Vejam a complexidade ai, cada um tem sua quota parte. E esse é o desafio do momento. Criar uma resposta robusta para que o ambiente, e as pessoas nesse ambiente, saibam de sua responsabilidade e possam se comprometer com o bem estar de todos.
- A partir do planejamento, inicia-se essa implantação onde cada parte tem sua responsabilidade de ação.
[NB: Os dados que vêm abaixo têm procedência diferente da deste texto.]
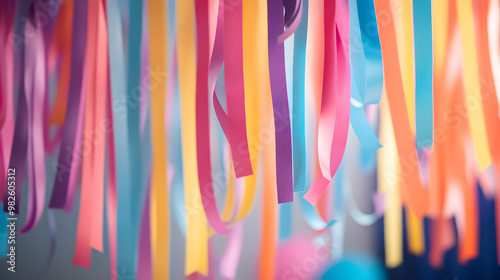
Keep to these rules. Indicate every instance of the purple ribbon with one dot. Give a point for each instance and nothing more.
(66, 161)
(283, 135)
(20, 141)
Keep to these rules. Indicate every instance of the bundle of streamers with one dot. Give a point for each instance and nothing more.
(148, 117)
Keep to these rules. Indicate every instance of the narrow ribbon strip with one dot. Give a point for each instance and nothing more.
(235, 89)
(67, 162)
(202, 119)
(336, 97)
(416, 196)
(283, 138)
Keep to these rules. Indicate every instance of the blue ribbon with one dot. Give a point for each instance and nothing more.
(366, 69)
(127, 226)
(298, 105)
(422, 30)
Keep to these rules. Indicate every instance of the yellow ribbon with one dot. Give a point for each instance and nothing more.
(406, 53)
(196, 222)
(471, 82)
(388, 183)
(159, 196)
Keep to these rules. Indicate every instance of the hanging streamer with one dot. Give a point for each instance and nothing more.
(414, 194)
(336, 97)
(284, 168)
(159, 194)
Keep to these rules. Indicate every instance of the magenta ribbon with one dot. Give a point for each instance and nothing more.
(235, 89)
(335, 104)
(202, 118)
(283, 135)
(20, 141)
(66, 161)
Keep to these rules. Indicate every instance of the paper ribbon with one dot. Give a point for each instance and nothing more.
(298, 107)
(159, 194)
(196, 238)
(471, 81)
(284, 166)
(414, 194)
(235, 89)
(20, 139)
(365, 60)
(422, 30)
(202, 119)
(335, 98)
(489, 100)
(66, 162)
(90, 223)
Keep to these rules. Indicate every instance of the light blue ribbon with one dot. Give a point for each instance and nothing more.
(366, 73)
(422, 30)
(127, 227)
(298, 102)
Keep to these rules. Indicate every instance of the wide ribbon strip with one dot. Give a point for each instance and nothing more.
(196, 238)
(414, 193)
(335, 99)
(159, 194)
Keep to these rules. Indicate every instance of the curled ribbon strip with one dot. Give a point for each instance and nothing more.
(202, 119)
(336, 97)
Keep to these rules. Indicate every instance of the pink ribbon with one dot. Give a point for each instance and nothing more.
(202, 118)
(335, 103)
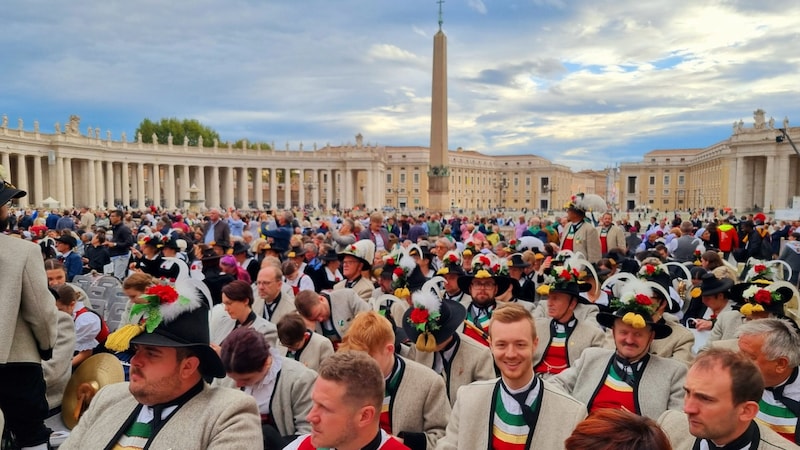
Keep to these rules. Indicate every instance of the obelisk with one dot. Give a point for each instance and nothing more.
(439, 172)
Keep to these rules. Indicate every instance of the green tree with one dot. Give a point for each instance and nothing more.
(189, 128)
(251, 145)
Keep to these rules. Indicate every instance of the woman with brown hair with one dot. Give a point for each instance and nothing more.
(617, 429)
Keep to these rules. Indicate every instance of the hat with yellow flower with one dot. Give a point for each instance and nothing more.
(564, 279)
(451, 264)
(363, 250)
(430, 321)
(762, 296)
(636, 307)
(171, 316)
(486, 266)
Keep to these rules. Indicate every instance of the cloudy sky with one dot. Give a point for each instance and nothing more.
(587, 83)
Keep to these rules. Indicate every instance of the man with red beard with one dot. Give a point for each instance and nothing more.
(518, 410)
(167, 403)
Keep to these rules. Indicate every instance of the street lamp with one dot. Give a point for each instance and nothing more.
(502, 185)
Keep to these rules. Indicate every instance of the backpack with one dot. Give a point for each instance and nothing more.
(102, 335)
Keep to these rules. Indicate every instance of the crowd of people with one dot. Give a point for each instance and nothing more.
(365, 330)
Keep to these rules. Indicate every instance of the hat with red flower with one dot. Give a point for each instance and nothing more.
(635, 307)
(451, 264)
(363, 250)
(487, 266)
(762, 296)
(564, 279)
(430, 321)
(171, 316)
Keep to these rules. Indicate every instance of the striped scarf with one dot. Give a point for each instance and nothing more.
(509, 428)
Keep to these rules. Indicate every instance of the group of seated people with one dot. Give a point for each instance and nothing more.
(514, 347)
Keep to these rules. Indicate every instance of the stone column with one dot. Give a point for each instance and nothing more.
(69, 194)
(170, 200)
(347, 200)
(38, 176)
(227, 191)
(258, 187)
(287, 190)
(22, 180)
(185, 184)
(244, 197)
(369, 191)
(110, 191)
(781, 194)
(117, 183)
(59, 193)
(7, 165)
(157, 184)
(140, 188)
(329, 191)
(740, 175)
(126, 188)
(214, 187)
(315, 189)
(301, 189)
(92, 183)
(101, 186)
(201, 183)
(769, 184)
(273, 188)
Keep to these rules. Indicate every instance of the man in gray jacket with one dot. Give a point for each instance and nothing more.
(27, 332)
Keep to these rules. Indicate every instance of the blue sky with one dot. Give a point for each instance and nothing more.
(586, 83)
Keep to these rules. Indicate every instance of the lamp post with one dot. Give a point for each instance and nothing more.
(501, 186)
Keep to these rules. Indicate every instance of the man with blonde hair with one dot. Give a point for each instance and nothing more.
(347, 399)
(505, 412)
(415, 406)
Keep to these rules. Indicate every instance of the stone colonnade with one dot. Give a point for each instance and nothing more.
(77, 170)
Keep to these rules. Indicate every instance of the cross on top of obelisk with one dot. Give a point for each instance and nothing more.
(441, 21)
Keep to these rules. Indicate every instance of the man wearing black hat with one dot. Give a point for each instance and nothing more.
(457, 359)
(356, 258)
(245, 259)
(27, 331)
(679, 343)
(562, 336)
(714, 293)
(167, 403)
(524, 287)
(483, 287)
(72, 261)
(628, 377)
(451, 270)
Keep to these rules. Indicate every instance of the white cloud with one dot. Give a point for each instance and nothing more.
(477, 5)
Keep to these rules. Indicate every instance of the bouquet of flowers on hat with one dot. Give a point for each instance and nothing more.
(469, 248)
(449, 260)
(162, 302)
(636, 302)
(765, 270)
(485, 265)
(424, 317)
(403, 264)
(558, 276)
(762, 296)
(651, 270)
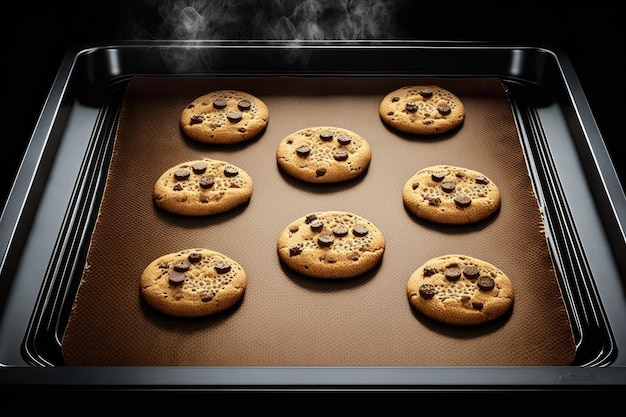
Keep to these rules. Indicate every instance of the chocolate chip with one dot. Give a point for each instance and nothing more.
(303, 150)
(485, 283)
(207, 296)
(477, 305)
(199, 167)
(234, 116)
(316, 225)
(194, 257)
(354, 256)
(411, 107)
(244, 104)
(344, 139)
(207, 181)
(453, 272)
(176, 278)
(360, 230)
(462, 200)
(182, 266)
(444, 109)
(448, 186)
(471, 272)
(340, 230)
(430, 271)
(181, 174)
(427, 291)
(341, 154)
(222, 267)
(295, 250)
(438, 176)
(231, 171)
(219, 103)
(326, 136)
(325, 239)
(426, 92)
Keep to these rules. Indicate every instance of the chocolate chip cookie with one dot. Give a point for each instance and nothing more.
(202, 187)
(324, 154)
(193, 282)
(331, 244)
(451, 195)
(224, 117)
(422, 109)
(460, 290)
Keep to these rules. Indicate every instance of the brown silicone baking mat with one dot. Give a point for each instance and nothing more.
(286, 319)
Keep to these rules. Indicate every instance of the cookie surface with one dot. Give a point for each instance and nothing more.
(202, 187)
(324, 154)
(422, 109)
(193, 283)
(331, 244)
(224, 116)
(451, 195)
(460, 290)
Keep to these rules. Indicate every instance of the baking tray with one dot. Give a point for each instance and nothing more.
(47, 223)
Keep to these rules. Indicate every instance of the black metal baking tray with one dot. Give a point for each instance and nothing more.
(50, 213)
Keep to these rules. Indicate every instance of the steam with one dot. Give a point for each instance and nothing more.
(290, 20)
(263, 20)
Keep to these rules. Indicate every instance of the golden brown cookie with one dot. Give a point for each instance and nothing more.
(202, 187)
(460, 290)
(224, 117)
(451, 195)
(422, 109)
(331, 244)
(324, 154)
(193, 282)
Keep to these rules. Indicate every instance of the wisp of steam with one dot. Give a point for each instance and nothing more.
(284, 20)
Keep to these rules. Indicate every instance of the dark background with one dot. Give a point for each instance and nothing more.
(37, 37)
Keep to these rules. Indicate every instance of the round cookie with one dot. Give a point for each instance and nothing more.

- Ao longo da implantação é preciso ir acompanhando o comprometimento com a mudança e monitorando se as pessoas estão respondendo ao “tratamento” sistêmico. Por isso, é preciso fazer pesquisas rápidas, sentir o pulso das mudanças, durante o prazo de implantação. Elas ajudam a afinar o norte e saber o que está ajudando de fato.
Por fim, trata-se de um fluxo: conscientização das responsabilidades, avaliação dos vários aspectos (indivíduo e organização), onde o indivíduo deve receber relatório individual e confidencial e alerta quando precisa tomar alguma ação.
Já a organização deve receber os pontos de risco para que possam desenvolver o plano. Em seguida, o plano tem que ter responsáveis por implantar a mudança usando indicadores de como o processo foi desenhado e está sendo implantado. E todo o processo deve ser arquivado para eventual fiscalização.